Current mortgage: 4.79% fix ends in May and reverts to APR of 3.94%. 30 year original term, 28 years left. Payments currently approx £650, will go down to approx £550. We have made max overpayments allowed since the beginning, so have actually been paying approx £740. OPs will no longer be restricted once the fix ends.

Have found a new 15 year mortgage for when the fix ends (no exit or other fees but booking and valuation fees for new mortgage will be approx £600). 2 year fix at 3.49%. Payments will be approx £790 and overpayments are unlimited.

After paying the fees we will only actually save about £800 over the two years, BUT we will be slashing the remaining term from 28 years to 15 years and keeping the payments we make roughly the same, having the security of another fix and still be allowed to make overpayments.

Despite not saving much actual cash in the short term, this is a sensible move, right? I feel like it is but I'm scared to change the status quo! Our other option would be to stay on the current mortgage's APR but keep our payments at the higher rate so we're making bigger overpayments each month. I'm nervous that the APR will jump when interest rates go up though and then our 'over'payments will just be swallowed and become part of our regular payments. I also hate the albatross of 28 bloody years around our necks.

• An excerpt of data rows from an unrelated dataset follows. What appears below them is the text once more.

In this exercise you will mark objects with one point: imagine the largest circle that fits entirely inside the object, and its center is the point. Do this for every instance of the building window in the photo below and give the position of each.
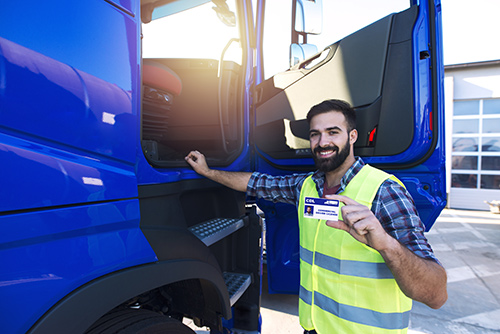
(476, 144)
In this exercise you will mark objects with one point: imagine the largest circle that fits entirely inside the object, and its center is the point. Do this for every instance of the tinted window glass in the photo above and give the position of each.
(461, 108)
(466, 126)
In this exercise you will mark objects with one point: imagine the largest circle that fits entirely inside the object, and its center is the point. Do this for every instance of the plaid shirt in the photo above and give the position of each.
(393, 205)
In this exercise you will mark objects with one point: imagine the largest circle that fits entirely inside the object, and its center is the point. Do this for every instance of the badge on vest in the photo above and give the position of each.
(321, 208)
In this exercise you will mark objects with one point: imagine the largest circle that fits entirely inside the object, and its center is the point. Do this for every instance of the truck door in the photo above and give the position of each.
(390, 69)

We can't find a better deal than the 3.49% as our LTV is about 82%.

Any thoughts or do we need to just stop overthinking it and do it?

Rockchick1984 Tue 11-Mar-14 10:24:27

Why not look at a longer fixed rate - means it'll be longer until you need to pay arrangement fees again, and if interest rates are higher in 2 years then you will be very glad you did! Rates will be slightly higher for a longer fixed rate of course...

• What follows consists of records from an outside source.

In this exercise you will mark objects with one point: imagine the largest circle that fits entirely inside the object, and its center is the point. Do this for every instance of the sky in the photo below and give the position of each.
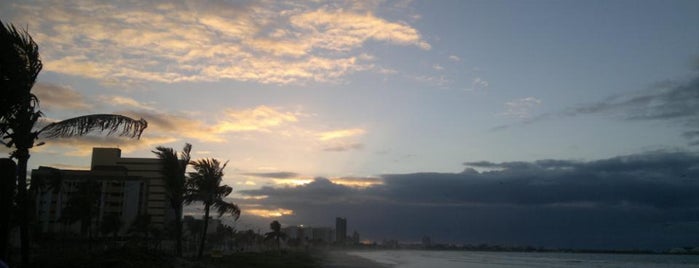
(552, 123)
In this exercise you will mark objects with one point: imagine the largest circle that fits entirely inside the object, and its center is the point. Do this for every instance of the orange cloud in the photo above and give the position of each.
(339, 134)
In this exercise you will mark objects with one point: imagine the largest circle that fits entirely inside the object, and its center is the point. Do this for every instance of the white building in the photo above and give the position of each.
(127, 187)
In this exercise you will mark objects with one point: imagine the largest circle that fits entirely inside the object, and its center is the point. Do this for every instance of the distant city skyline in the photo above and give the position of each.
(564, 123)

AntoinetteCosway Tue 11-Mar-14 10:32:23

That is true but we're hoping to pay off enough in the next two years (overpayments that is) to get into a better LTV band, so don't want to be fixed for two long iyswim. Though I wish I had a crystal ball because if rates rise a lot then I suppose having a better LTV might not make much of a difference!

AntoinetteCosway Tue 11-Mar-14 10:32:46

TOO long.

Rockchick1984 Tue 11-Mar-14 10:40:29

You tend to get slightly better rates at 80% LTV, significantly better at 75%. Can you (or mortgage adviser) calculate how much extra you would need to repay over the 2 years and see if it will be realistic?

AntoinetteCosway Tue 11-Mar-14 11:05:05

Ok, so my spreadsheet says it is possible to get below 75% in the next two years. That's good!